With the discussion and major advance of improving the float-parsing algorithms in Rust core, I believe it's time to consider a major use-case of float parsing in Rust: parsing floats in storage formats such as ENDF-6, TOML, JSON, and many more.
These decimal strings representing floats may have major, syntactical differences from what Rust considers a valid string. For example, in JSON, we can annotate the following strings as valid floats or not:
"NaN" // invalid
"nan" // invalid
"1.23" // valid
"1.23e" // invalid
"1." // invalid
".1" // invalid
"1.23e5" // valid
"+1.23e5" // invalid
"-1.23e5" // valid
Meanwhile, the following are valid when using str::parse
:
"NaN" // valid
"nan" // invalid
"1.23" // valid
"1.23e" // invalid
"1." // valid
".1" // valid
"1.23e5" // valid
"+1.23e5" // valid
"-1.23e5" // valid
In short, these implementations cannot use Rust core's float parser, due to the design choices of the core library.
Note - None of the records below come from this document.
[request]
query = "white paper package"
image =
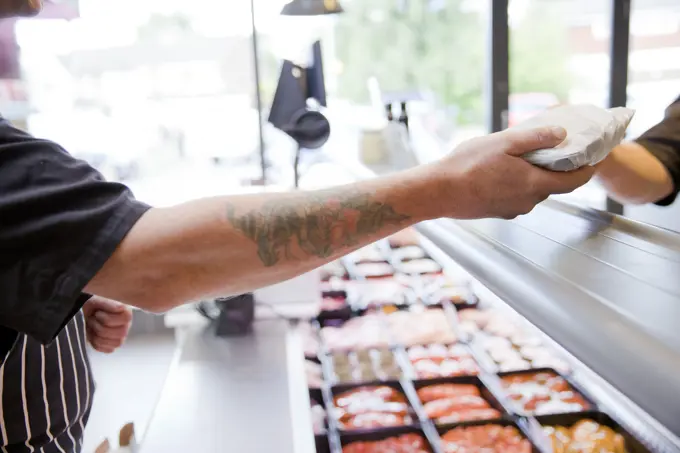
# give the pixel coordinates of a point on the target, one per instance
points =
(592, 132)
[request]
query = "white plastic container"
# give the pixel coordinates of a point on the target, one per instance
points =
(592, 133)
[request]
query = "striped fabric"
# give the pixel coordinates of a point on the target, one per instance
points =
(46, 393)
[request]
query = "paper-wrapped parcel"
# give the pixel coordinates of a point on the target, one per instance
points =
(592, 132)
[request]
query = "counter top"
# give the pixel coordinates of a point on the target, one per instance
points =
(605, 288)
(234, 394)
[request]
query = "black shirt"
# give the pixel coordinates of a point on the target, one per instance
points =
(59, 223)
(663, 141)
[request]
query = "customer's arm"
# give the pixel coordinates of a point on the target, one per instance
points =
(228, 245)
(648, 169)
(64, 230)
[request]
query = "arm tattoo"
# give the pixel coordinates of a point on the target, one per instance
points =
(318, 223)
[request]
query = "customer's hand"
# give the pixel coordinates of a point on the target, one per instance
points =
(487, 177)
(108, 323)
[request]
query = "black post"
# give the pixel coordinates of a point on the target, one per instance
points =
(618, 70)
(258, 95)
(498, 86)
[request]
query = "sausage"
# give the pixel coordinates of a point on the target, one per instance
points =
(435, 392)
(406, 443)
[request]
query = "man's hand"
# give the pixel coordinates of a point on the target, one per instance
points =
(107, 322)
(486, 176)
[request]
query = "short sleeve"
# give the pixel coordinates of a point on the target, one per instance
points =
(60, 221)
(663, 142)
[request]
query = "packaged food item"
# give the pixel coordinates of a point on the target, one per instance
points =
(314, 374)
(586, 436)
(509, 345)
(368, 254)
(334, 269)
(405, 443)
(422, 266)
(404, 238)
(412, 328)
(456, 403)
(372, 407)
(310, 339)
(490, 438)
(318, 418)
(437, 360)
(381, 269)
(542, 392)
(365, 366)
(378, 293)
(363, 332)
(592, 133)
(409, 253)
(457, 295)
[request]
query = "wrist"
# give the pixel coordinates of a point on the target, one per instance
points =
(423, 194)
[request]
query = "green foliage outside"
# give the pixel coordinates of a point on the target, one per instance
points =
(436, 47)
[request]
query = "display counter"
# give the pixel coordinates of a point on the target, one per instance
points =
(581, 304)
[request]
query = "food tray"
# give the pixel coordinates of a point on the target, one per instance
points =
(467, 299)
(443, 429)
(322, 445)
(513, 407)
(376, 294)
(342, 388)
(374, 358)
(367, 334)
(411, 369)
(374, 436)
(471, 380)
(633, 445)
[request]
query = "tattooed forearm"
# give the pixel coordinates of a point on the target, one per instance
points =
(317, 223)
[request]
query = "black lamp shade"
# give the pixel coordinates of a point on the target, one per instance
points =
(311, 8)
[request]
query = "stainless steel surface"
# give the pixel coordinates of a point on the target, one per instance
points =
(240, 394)
(605, 288)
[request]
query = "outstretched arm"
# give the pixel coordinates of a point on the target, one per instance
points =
(228, 245)
(632, 175)
(647, 170)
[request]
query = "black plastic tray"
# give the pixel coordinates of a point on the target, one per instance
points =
(383, 434)
(330, 375)
(474, 380)
(410, 371)
(576, 387)
(443, 429)
(397, 385)
(633, 445)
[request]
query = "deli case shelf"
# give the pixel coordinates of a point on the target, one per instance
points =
(601, 292)
(454, 335)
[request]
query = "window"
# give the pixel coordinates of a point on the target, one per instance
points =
(169, 84)
(559, 54)
(654, 61)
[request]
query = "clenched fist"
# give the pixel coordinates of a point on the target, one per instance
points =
(108, 323)
(487, 177)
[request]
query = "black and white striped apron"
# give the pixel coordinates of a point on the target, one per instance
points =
(46, 393)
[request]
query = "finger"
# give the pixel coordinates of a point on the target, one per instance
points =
(516, 142)
(108, 305)
(109, 344)
(552, 182)
(107, 319)
(108, 333)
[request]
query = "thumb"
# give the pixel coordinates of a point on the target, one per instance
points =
(516, 142)
(100, 303)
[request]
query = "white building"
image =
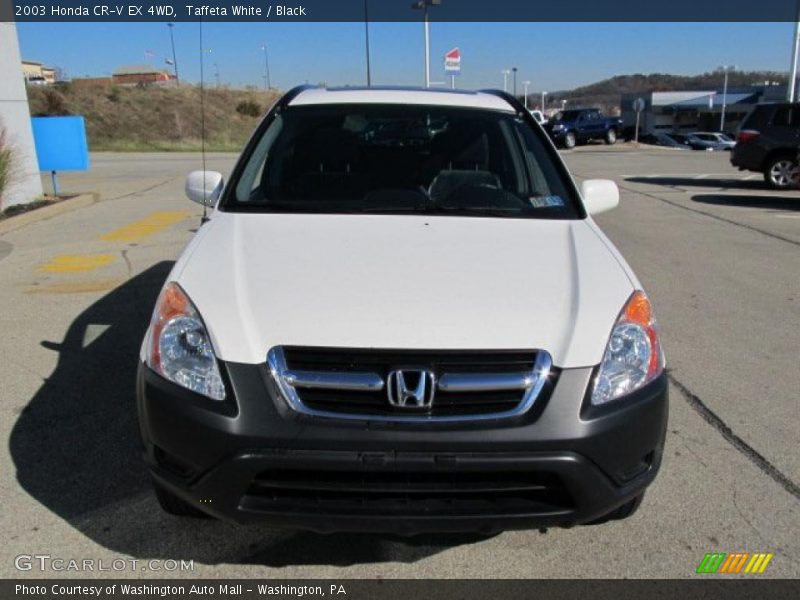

Although this might be fine in most languages, Rust is a common choice for implementing high-performance parsers for data interchange formats, and the performance and abundance of features in the standard library are two of the major reasons for this. There are two, common alternatives therefore when parsing a data interchange format:
- Create your own float parser (or fork an existing implementation, such as serde-json).
- Tokenize the float, and re-format it to be passed on the
str::parse
.
Neither of these solutions is ideal for high-performance parsing, either due to the complexity of correct float parsers in the former, or the major performance issues in the latter.
A solution that would satisfy the vast majority of cases would be as follows:
pub trait FloatFromParts {
fn from_parts(integral: &str, fractional: &str, exponent: i64, negative: bool) -> Self;
}
impl FloatFromParts for f32 {
...
}
impl FloatFromParts for f64{
...
}
This has major advantages:
- It allows significant code re-use with
dec2flt
, since we already need to parse the integral and fractional digits separately, parse an exponent to ani64
, and determine if the float is negative. All the internal algorithms will therefore share the same code. - It covers the vast majority of cases, without adding performance penalties. The only common cases this does not cover is floats with digit separators.
This would allow numerous data-interchange parsers (as well as compilers written in Rust) to use the Rust core library for float parsing. This would also require minimal additions to dec2flt
. This would not include special values (which is a feature, since many data interchange formats, such as JSON, do not support special floats).
Note: This would only encompass decimal strings, so float strings like C/C++ hexadecimal strings would not be included.